Affiche-Action : quand la politique s’écrit dans la rue

par Thierry Ermakoff
Sous la direction de Béatrice Fraenkel, Magali Gouiran, Nathalie Jakobowicz et Valérie Tesnière
Paris, Gallimard, 2013, 144 p., ill., 27 cm
ISBN 978-2-07-013890-6 : 24 €
Catalogue de l’exposition « Affiche-Action, quand la politique s’écrit dans la rue », Hôtel national des Invalides, Bibliothèque de documentation internationale contemporaine, du 14 novembre 2012 au 24 février 2013

«Dans la perspective d’une vie passionnante » (cage d’escalier, mai 1968)



Après « Orages de papier », exposition organisée en collaboration avec la Bibliothèque nationale et universitaire de Strasbourg (que nous avions eu le plaisir de voir là-bas) et la Bibliothèque nationale de France, après « URSS, fin de partie », exposition consacrée aux années Pérestroïka, la BDIC a proposé cette année « Affiche-Action : quand la politique s’écrit dans la rue ».

L’affiche remonte à la plus haute antiquité. On finirait par l’oublier. C’est donc tout à l’honneur de la BDIC que de donner à voir ces éléments d’information, de propagande, ces instruments à usage politique, dans une mise en contexte, comme on dit, remarquable.

D’abord, c’est à l’Hôtel national des Invalides, sorte d’annexe parisienne de la BDIC ; en sortant du métro Invalides, si on évite les taxis, il faut traverser l’esplanade battue par les vents et tout à fait déserte, saluer le planton, se diriger d’un pas alerte et décidé vers l’entrée, s’acquérir d’un droit d’entrée modeste (5 euros) : autant dire, esplanade pour esplanade, que nous préférons celle-ci à celle du Grand Palais ; nous sommes sûrs d’entrer, le prix est accessible et les expositions proposées toujours de haute qualité.

L’Affiche-Action est une suite intellectuellement construite d’affiches – depuis la Révolution française jusqu’aux graphistes contemporains – en passant par la Commune de Paris, la Seconde Guerre mondiale et Mai 1968.

C’est un art du quotidien ; on y croise des informations diverses, toujours émouvantes, qui inscrivent notre histoire nationale dans la longue durée : l’affiche due à Olympe de Gouges, qui ouvre l’exposition, et lui valut la mort, les affiches tirées rapidement de l’Imprimerie nationale, au moment de la Commune de Paris, on y retrouve la signature du citoyen Benoît Malon, les tracts laissés dans les lieux publics pendant l’Occupation allemande, l’atelier sauvage des Beaux-Arts, à Paris, en mai-juin 1968, atelier de fortune qui produisait et acheminait nuit et jour, et enfin les affiches graphiques des concepteurs Pierre Di Sciullo et Vincent Perrottet.

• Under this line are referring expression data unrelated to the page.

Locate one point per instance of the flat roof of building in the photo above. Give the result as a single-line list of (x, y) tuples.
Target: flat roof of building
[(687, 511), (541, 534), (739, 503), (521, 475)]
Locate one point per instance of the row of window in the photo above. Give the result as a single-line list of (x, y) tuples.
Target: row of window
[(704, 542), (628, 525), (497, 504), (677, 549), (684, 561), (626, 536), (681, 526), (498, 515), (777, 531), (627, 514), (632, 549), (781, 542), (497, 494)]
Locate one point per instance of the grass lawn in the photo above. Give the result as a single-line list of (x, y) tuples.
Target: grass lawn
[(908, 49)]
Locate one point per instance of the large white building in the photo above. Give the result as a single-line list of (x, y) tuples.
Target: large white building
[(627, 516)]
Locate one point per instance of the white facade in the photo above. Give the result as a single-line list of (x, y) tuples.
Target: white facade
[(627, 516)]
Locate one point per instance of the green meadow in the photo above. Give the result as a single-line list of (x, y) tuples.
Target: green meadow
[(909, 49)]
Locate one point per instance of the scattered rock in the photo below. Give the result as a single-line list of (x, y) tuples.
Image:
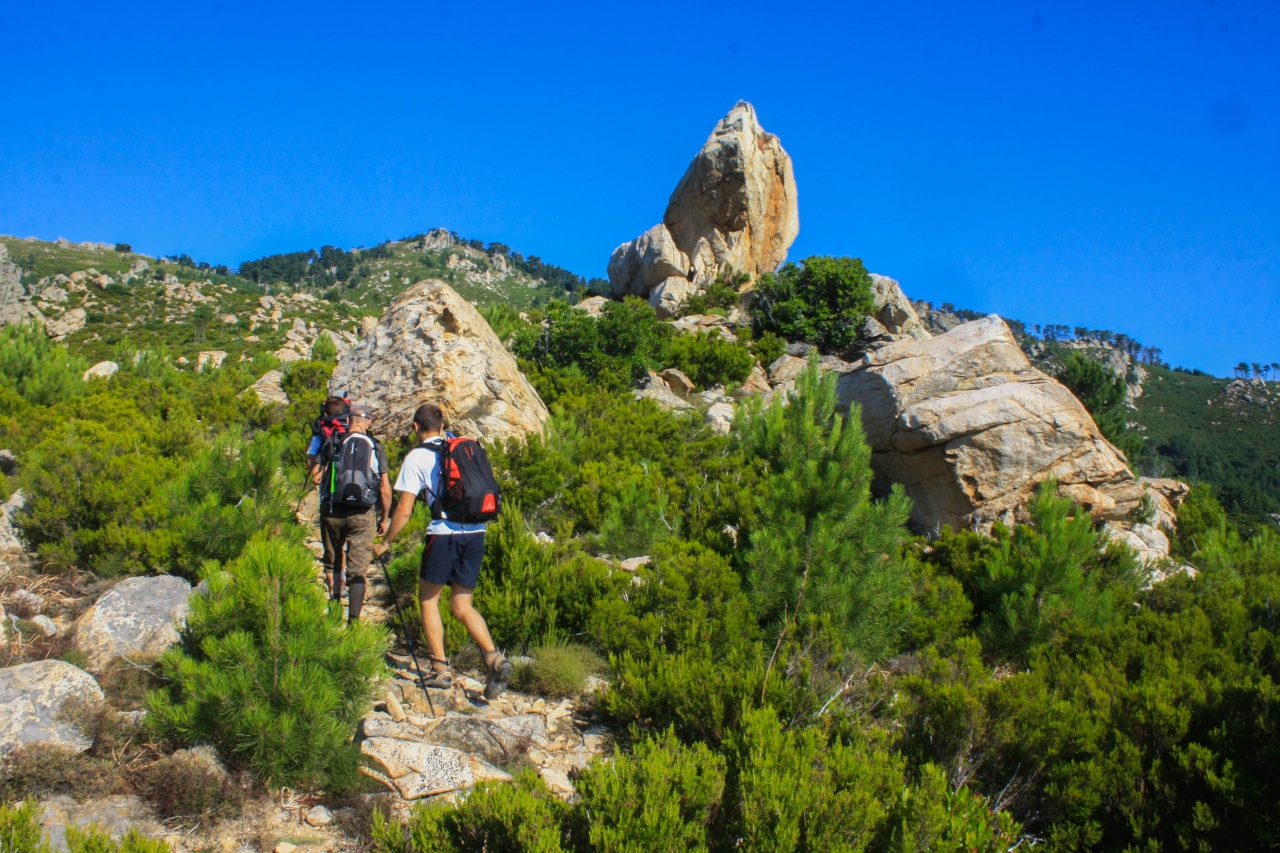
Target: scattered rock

C’est un art typographique, puis graphique, et politique ; c’est un mystère de la conservation : dans quelles têtes heureuses a germé l’idée de récupérer ces affiches produites pour l’immédiat, le présent, les mettre à l’abri pour les futurs ? C’est un art au service de la politique, du fait d’armes, de la bataille de rue, de l’information continue ; c’est un art majeur.

Manquent à ce panorama national, pas toujours glorieux, les témoignages de la guerre d’Algérie, dernier grand conflit auquel la France s’est livrée, et, l’actualité nous le rappelle quasi quotidiennement, dont nous n’avons pas fait le bilan.

Que tous ceux (et celles) qui n’ont pu visiter cette exposition se rassurent : la BDIC a fait l’effort d’un fort beau catalogue. Il n’est pas rare que les catalogues ne soient que des versions allégées des œuvres présentées : ce n’est pas le cas ici, on peut vraiment considérer cet ouvrage comme un complément – indispensable – à la visite. Il est pourvu de nombreux textes, dus à Valérie Tesnière, Béatrice Fraenkel, Magali Gouiran, Nathalie Jakobowicz, Dominique Reynié, pour n’en citer que quelques-uns, sur le rôle de l’affiche, sur le positivisme d’Auguste Comte et la place qu’il accorde à l’affiche face au journalisme, sur les techniques, la typographie, le papier, la distribution, l’esthétique : bref, vingt-quatre euros indispensables. Comme le souligne Valérie Tesnière dans son introduction, à l’heure des médias audiovisuels, des réseaux sociaux et autres communautés d’amis, la fonction et le rôle de l’affiche restent suffisamment inscrits dans l’histoire pour demeurer un puissant vecteur de l’art public. Elle a su se renouveler, explorer et développer de nouvelles techniques, conquérir et informer de nouveaux publics, faire émerger de nouveaux talents graphiques, de nouvelles écritures ; un beau passé, un bel avenir, un bel ouvrage, servi par une belle bibliographie.